Excited crowds have greeted the Duke and Duchess of Sussex on the first day of a visit to Australia, despite an air of controversy surrounding the former royal couple.
Families and youngsters clamoured inside the foyer at Melbourne's Royal Children's Hospital on Tuesday morning as Prince Harry and Meghan Markle made a much-anticipated appearance.
The pair shook hands with dozens of well-wishers and took time to speak and take pictures with young patients and their parents, offering hugs and waves to others.
It was an exciting morning for four-year-old oncology patient Lily, who spoke with and got a selfie taken with both royals.
"They said 'nice to meet you Lily', and I just gave Meghan some flowers," she told AAP.
"They were friendly and they were very, very nice to me."
The hospital was first visited by Queen Elizabeth II in 1963 and by Princess Diana and then-prince Charles in 1985.
Dressed to impress, Meghan favoured Australian designers on the first day of the visit, stepping out in a sleeveless Navy dress by Karen Gee before trading her outfit for a more casual look in a khaki bomber jacket and suede skirt by Australian label St Agni.
After the hospital, the Duke and Duchess toured a centre delivering support to women and children experiencing family violence and homelessness.
Meghan donned an apron and served frittata to people at the centre, run by McAuley Community Services for Women.
After serving several people, the Duchess sat down at a table and joined people eating food, telling them: "We landed here this morning so my jet lag hasn't quite hit yet."

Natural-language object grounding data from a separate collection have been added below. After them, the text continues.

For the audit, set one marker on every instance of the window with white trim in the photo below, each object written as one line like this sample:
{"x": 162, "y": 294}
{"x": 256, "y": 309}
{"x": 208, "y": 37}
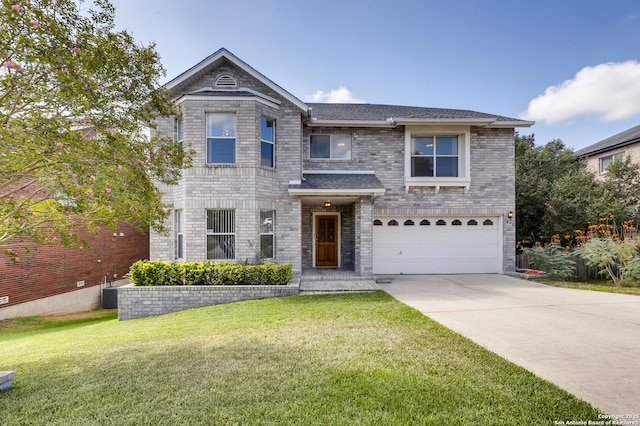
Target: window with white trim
{"x": 606, "y": 160}
{"x": 437, "y": 156}
{"x": 434, "y": 156}
{"x": 267, "y": 142}
{"x": 267, "y": 239}
{"x": 221, "y": 234}
{"x": 221, "y": 138}
{"x": 177, "y": 129}
{"x": 178, "y": 226}
{"x": 333, "y": 147}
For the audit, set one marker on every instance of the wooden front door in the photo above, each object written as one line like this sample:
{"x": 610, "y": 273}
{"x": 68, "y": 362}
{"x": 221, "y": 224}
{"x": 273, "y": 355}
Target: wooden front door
{"x": 327, "y": 240}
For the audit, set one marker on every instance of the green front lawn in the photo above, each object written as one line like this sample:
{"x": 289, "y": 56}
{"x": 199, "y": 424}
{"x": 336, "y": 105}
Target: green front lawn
{"x": 596, "y": 285}
{"x": 305, "y": 360}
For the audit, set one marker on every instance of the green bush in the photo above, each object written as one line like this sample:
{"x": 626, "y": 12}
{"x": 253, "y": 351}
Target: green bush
{"x": 554, "y": 260}
{"x": 620, "y": 259}
{"x": 154, "y": 273}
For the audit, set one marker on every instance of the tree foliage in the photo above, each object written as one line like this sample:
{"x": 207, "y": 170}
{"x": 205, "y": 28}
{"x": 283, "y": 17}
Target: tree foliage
{"x": 78, "y": 101}
{"x": 556, "y": 194}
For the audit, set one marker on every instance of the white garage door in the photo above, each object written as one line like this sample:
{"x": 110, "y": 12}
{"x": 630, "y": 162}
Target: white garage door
{"x": 436, "y": 245}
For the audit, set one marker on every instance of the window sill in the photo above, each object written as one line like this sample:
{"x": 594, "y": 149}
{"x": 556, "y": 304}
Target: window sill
{"x": 329, "y": 160}
{"x": 437, "y": 183}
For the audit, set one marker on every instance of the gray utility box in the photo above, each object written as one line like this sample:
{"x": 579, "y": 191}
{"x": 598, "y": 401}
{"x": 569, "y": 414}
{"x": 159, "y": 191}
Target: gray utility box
{"x": 110, "y": 297}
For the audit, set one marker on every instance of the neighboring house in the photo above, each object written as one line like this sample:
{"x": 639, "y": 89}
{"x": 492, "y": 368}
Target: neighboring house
{"x": 375, "y": 189}
{"x": 600, "y": 154}
{"x": 50, "y": 279}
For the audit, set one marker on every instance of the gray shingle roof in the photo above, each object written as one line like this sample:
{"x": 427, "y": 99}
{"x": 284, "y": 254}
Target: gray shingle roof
{"x": 339, "y": 182}
{"x": 621, "y": 139}
{"x": 374, "y": 112}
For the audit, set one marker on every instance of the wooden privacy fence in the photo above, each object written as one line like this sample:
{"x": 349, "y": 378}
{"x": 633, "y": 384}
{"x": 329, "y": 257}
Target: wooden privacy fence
{"x": 582, "y": 271}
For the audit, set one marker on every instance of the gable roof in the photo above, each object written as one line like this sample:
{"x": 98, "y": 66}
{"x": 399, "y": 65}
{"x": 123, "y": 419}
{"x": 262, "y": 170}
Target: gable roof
{"x": 206, "y": 65}
{"x": 627, "y": 137}
{"x": 323, "y": 114}
{"x": 353, "y": 114}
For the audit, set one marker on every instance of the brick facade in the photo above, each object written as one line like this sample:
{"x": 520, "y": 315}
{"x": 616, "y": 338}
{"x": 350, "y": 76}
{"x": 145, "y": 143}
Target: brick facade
{"x": 48, "y": 270}
{"x": 248, "y": 188}
{"x": 593, "y": 162}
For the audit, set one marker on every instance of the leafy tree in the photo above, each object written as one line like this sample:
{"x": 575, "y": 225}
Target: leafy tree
{"x": 556, "y": 194}
{"x": 537, "y": 168}
{"x": 574, "y": 199}
{"x": 77, "y": 105}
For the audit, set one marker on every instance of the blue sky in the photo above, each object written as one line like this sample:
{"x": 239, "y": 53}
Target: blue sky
{"x": 573, "y": 66}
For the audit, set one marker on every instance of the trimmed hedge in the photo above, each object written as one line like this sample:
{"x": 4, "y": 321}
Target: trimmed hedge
{"x": 156, "y": 273}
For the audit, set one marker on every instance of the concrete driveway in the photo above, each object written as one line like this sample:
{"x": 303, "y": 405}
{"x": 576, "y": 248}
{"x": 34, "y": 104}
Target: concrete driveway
{"x": 587, "y": 343}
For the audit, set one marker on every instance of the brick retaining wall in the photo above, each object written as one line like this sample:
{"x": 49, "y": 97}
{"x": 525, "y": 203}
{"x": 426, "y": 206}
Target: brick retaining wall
{"x": 142, "y": 301}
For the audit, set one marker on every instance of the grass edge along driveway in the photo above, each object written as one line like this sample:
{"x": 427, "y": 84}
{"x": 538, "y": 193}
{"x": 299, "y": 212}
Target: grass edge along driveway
{"x": 312, "y": 360}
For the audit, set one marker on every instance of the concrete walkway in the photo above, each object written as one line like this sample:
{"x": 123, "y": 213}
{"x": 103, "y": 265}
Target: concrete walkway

Outside the Australian National Veterans Arts Museum, there were cheers from a small crowd gathered for the couple's arrival.
The Duke and Duchess donned aprons as they joined a pottery class with the children of veterans, with Meghan crafting a clay ostrich.
When asked what his clay creation was, Harry replied: "It's a one-winged kookaburra. It's very rare."
The museum is a veteran-led charity dedicated to supporting the wellbeing of current and former Australian military personnel and their families through the arts.
Outside the museum, the crowd grew as word spread and by the time the couple emerged, a black SUV had pulled up, briefly blocking traffic as it waited to take them away.
A car honked until a person in the crowd shouted: "It's the royals."
Other planned appearances are decidedly more commercial.
Organisers of a three-day women's retreat say Meghan will headline the exclusive event - pitched as a "girls weekend like no other" - while Harry is set to deliver a keynote speech on workplace mental health at a Melbourne summit.
Tickets to the retreat start at $2699, while in-person attendance at the summit will set punters back about $1000 or more.
The privately funded trip is not an official royal tour, with the couple no longer working members of the royal family after renouncing their status and moving to the US in 2020.
Giselle Bastin, a Flinders University associate professor and expert on the British royal family, said the decision to use their titles to pursue private interests would be perceived by many as a conflict of interest.
"Staging of a quasi-royal tour to Australia is being regarded as a rather desperate attempt to monetise their status as royalty," she told AAP.
Adding to the shift in public sentiment has been police confirmation taxpayers will cover additional security costs and public safety operations, contradicting repeated assurances from the couple's team that the visit would be entirely privately funded.
An online petition calling for Australian taxpayers not to foot the bill has attracted more than 45,000 signatures.